Maggie Anderson teaches sixth grade at Greenfield School. Her principal, Paul Wilson, thinks she does a great job and is happy to have her. But until recently Anderson, a Vermont native who found a new home among the windswept grainfields of Montana’s Rocky Mountain Front, had been inadvertently costing the school money and potentially harming its reputation.

That’s because she didn’t have a teaching license, even though she should have qualified and she and Wilson tried for months to get her one.

“I went and talked to Maggie, which was probably the hardest conversation because she’s teaching full-time, taking classes, mom of two kids, and I had to tell her [the state is] not going to issue your provisional license and we’re going to take an accreditation ding,” Wilson said. “She just felt so bad about it, that the school was going to take a hit because of something that was out of our control.”

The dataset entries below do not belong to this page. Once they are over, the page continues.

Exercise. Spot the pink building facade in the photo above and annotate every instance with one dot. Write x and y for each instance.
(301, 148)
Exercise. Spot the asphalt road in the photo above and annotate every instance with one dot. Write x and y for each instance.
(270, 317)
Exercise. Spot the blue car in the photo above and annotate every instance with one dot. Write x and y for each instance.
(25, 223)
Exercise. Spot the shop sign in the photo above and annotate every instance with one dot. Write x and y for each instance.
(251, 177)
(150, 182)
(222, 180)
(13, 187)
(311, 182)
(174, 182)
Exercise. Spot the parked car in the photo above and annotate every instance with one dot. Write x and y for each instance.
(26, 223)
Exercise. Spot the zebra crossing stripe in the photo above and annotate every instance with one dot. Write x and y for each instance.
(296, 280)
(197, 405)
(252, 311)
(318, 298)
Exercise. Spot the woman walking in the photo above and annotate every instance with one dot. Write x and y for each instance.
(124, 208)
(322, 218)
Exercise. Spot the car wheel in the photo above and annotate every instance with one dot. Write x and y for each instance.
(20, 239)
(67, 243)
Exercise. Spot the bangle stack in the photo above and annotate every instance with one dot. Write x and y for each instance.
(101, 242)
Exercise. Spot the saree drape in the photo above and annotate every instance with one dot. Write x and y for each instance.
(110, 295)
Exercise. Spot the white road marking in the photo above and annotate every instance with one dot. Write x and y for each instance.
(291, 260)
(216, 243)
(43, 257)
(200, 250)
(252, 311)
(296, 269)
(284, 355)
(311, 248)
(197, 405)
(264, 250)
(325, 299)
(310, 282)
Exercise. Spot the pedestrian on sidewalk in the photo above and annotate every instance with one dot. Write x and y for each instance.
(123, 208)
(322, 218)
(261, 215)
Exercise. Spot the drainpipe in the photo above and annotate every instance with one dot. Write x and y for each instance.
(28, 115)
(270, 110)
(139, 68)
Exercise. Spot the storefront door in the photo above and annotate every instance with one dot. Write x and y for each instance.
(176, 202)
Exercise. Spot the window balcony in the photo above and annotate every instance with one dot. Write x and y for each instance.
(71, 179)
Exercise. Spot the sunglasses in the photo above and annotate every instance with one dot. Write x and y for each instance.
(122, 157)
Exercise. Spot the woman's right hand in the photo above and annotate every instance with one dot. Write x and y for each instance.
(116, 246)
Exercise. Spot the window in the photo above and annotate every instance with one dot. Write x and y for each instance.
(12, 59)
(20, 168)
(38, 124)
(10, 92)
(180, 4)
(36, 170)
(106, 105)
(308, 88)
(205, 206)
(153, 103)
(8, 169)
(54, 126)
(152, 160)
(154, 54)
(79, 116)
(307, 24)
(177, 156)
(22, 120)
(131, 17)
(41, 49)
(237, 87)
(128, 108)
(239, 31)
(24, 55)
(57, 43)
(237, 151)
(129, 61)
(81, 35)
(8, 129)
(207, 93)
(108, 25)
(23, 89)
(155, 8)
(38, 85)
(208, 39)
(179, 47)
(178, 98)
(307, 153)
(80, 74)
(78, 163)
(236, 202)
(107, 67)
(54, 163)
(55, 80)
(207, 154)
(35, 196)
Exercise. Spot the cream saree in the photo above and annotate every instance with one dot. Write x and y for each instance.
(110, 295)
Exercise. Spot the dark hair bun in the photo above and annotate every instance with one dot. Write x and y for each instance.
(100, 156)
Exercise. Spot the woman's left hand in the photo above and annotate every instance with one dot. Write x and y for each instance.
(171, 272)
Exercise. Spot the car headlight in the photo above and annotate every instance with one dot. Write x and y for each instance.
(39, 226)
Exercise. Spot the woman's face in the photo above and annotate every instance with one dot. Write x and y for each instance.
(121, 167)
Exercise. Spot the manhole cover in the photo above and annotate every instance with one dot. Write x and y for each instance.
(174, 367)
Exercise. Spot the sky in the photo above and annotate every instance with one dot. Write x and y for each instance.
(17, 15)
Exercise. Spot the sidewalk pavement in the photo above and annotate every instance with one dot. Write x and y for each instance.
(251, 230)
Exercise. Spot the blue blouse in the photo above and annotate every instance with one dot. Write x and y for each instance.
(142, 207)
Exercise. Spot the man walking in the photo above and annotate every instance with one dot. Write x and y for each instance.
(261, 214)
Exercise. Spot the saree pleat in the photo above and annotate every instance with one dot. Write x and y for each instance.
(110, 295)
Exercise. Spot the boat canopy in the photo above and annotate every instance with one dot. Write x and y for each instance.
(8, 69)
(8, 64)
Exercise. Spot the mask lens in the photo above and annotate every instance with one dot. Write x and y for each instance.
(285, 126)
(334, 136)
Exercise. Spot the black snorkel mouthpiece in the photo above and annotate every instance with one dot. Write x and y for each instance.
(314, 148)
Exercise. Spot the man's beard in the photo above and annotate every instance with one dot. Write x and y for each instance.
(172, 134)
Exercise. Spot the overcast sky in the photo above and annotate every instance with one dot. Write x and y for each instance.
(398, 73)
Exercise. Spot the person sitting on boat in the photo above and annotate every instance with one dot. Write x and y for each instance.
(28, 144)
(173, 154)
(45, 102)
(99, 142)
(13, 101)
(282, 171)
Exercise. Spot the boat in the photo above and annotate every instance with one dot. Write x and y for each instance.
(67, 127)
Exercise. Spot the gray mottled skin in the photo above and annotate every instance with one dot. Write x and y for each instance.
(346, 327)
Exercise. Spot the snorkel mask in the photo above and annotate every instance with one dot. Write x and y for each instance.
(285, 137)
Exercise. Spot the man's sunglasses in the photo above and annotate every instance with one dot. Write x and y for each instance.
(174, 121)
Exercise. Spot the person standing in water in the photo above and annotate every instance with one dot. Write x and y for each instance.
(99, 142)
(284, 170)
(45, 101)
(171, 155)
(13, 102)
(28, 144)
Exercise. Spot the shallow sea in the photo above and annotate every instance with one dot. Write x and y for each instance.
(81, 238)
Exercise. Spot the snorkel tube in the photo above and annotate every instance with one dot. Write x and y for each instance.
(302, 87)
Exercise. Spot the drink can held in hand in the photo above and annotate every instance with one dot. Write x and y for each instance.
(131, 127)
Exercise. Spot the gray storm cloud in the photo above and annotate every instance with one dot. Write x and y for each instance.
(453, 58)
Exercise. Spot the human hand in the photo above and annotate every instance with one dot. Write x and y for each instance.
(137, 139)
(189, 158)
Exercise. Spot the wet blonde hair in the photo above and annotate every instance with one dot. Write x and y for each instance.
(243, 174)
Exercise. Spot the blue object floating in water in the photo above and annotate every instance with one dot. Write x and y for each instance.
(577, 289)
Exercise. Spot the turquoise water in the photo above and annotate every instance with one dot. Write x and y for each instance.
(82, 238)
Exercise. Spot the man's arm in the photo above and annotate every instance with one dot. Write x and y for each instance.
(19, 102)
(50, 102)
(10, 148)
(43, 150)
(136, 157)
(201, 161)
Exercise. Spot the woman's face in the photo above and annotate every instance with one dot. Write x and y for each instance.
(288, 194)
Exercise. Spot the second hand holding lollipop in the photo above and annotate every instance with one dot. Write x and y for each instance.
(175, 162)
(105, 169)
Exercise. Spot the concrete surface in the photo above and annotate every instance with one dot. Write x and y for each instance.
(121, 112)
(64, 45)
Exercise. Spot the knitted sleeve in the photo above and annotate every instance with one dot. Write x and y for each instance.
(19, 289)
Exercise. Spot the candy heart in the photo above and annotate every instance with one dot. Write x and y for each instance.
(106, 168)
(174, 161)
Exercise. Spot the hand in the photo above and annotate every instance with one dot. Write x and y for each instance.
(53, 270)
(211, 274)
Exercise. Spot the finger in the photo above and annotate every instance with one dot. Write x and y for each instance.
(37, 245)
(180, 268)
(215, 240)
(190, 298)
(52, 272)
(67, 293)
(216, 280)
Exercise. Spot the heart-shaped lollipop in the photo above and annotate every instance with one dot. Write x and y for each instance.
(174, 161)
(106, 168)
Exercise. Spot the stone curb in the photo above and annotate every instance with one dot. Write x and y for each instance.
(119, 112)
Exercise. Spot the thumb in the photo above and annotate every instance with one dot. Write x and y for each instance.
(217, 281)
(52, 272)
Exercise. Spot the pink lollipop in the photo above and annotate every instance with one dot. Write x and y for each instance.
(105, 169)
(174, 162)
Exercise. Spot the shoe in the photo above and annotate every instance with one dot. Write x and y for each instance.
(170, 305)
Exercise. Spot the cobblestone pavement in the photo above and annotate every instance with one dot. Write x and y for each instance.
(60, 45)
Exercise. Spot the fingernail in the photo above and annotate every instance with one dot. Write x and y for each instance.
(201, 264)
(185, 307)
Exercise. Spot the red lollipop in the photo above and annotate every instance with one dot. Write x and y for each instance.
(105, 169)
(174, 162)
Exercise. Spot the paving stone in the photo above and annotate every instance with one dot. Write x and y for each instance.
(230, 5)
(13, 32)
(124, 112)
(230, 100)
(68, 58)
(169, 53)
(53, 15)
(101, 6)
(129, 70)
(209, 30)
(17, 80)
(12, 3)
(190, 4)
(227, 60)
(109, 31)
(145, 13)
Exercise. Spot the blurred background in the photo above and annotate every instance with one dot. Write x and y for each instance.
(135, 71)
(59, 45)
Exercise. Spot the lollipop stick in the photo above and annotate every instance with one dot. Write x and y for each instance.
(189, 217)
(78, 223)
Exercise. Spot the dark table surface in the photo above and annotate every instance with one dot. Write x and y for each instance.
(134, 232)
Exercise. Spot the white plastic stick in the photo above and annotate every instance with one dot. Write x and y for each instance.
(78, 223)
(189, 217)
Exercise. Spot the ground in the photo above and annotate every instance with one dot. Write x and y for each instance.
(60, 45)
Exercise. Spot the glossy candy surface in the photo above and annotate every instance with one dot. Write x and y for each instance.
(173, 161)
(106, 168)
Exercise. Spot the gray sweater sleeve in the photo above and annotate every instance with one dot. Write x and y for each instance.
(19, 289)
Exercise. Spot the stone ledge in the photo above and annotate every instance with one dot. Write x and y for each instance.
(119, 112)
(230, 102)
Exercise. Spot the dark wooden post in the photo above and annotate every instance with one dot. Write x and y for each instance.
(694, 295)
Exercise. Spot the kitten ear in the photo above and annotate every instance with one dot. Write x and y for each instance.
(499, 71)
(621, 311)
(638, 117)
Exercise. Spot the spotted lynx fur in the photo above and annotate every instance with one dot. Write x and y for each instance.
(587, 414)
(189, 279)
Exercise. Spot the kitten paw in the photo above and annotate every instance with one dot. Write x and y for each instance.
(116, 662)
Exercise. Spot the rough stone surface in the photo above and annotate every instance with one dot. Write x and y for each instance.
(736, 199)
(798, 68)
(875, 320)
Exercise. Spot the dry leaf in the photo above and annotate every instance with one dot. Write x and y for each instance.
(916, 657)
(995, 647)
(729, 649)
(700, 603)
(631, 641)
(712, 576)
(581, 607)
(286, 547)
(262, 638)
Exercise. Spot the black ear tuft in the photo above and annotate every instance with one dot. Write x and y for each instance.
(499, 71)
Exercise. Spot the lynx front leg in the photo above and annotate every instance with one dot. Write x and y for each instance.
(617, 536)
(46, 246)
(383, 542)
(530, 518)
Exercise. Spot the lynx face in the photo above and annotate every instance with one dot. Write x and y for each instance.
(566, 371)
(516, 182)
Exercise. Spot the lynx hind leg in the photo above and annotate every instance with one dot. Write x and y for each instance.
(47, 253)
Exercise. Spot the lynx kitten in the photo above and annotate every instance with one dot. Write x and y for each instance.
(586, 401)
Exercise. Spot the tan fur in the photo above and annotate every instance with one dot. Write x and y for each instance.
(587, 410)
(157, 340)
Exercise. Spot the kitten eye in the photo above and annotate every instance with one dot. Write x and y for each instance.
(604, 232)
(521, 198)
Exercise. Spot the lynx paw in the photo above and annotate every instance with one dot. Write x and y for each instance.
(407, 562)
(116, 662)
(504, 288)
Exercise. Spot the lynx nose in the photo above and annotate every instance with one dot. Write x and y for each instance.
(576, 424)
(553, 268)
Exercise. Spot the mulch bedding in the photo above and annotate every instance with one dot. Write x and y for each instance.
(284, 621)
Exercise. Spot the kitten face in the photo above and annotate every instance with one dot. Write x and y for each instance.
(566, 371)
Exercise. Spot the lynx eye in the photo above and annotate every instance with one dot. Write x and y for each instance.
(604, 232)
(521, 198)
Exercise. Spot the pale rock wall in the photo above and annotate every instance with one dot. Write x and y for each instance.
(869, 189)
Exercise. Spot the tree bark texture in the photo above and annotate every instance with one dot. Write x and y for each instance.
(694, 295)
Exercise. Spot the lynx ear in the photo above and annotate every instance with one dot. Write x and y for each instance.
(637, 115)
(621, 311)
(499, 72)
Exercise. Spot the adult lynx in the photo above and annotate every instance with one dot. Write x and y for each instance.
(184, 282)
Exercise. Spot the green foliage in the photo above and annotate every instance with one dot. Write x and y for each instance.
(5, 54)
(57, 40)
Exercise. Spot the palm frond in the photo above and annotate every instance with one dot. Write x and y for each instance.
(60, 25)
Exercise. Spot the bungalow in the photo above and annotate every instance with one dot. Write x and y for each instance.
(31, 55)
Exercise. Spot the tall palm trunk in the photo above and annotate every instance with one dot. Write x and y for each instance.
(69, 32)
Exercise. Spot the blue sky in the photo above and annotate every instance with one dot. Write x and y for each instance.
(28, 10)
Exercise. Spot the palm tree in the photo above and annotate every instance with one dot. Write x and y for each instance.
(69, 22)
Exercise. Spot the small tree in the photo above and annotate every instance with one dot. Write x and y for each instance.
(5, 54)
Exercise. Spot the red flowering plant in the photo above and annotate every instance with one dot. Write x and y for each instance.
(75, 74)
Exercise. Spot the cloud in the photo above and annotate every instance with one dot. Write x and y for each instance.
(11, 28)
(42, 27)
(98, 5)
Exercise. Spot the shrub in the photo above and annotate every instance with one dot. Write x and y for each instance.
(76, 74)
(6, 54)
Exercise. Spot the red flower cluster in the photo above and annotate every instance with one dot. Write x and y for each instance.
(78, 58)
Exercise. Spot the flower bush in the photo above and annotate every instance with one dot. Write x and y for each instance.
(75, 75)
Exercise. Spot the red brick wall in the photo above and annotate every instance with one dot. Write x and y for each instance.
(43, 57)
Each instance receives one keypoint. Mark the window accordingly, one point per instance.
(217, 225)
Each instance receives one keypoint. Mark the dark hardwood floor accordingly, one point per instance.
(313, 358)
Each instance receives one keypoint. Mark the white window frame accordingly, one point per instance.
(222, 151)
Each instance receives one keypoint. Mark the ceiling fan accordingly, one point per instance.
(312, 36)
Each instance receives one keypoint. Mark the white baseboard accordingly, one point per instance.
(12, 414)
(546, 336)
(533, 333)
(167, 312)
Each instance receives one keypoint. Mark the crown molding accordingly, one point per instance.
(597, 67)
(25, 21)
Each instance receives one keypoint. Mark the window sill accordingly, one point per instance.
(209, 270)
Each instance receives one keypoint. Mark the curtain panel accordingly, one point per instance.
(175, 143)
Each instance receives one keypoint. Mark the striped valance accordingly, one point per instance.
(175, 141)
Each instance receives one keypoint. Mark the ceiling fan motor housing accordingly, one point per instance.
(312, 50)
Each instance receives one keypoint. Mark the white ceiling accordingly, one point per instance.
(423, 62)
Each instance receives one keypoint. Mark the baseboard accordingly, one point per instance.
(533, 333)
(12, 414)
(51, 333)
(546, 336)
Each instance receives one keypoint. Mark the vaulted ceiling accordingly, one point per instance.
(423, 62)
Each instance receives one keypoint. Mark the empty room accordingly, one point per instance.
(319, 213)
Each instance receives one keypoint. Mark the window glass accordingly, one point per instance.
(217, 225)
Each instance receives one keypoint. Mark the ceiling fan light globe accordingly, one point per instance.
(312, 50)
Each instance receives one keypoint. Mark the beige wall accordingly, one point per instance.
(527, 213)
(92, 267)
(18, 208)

Obtaining a full teacher license in Montana isn’t easy. As in most states, would-be educators have to demonstrate their experience, knowledge, and moral suitability through recommendations, transcripts, licensure exams, and criminal background checks, a multi-step undertaking that can take over a month in the best of circumstances. The process would be easier with clear directions and sufficient support from the state’s education department, which aren’t always forthcoming in Montana due to glacial bureaucracy, according to multiple sources.

During a recent meeting of the Montana Legislature’s Education Interim Committee, Rep. Linda Reksten, R-Polson, noted that during her years as a public school superintendent, it sometimes took the state six weeks just to process an applicant’s fingerprints. In some places, the multiple hurdles to licensure slow the process so much that they have exacerbated the state’s teacher shortage.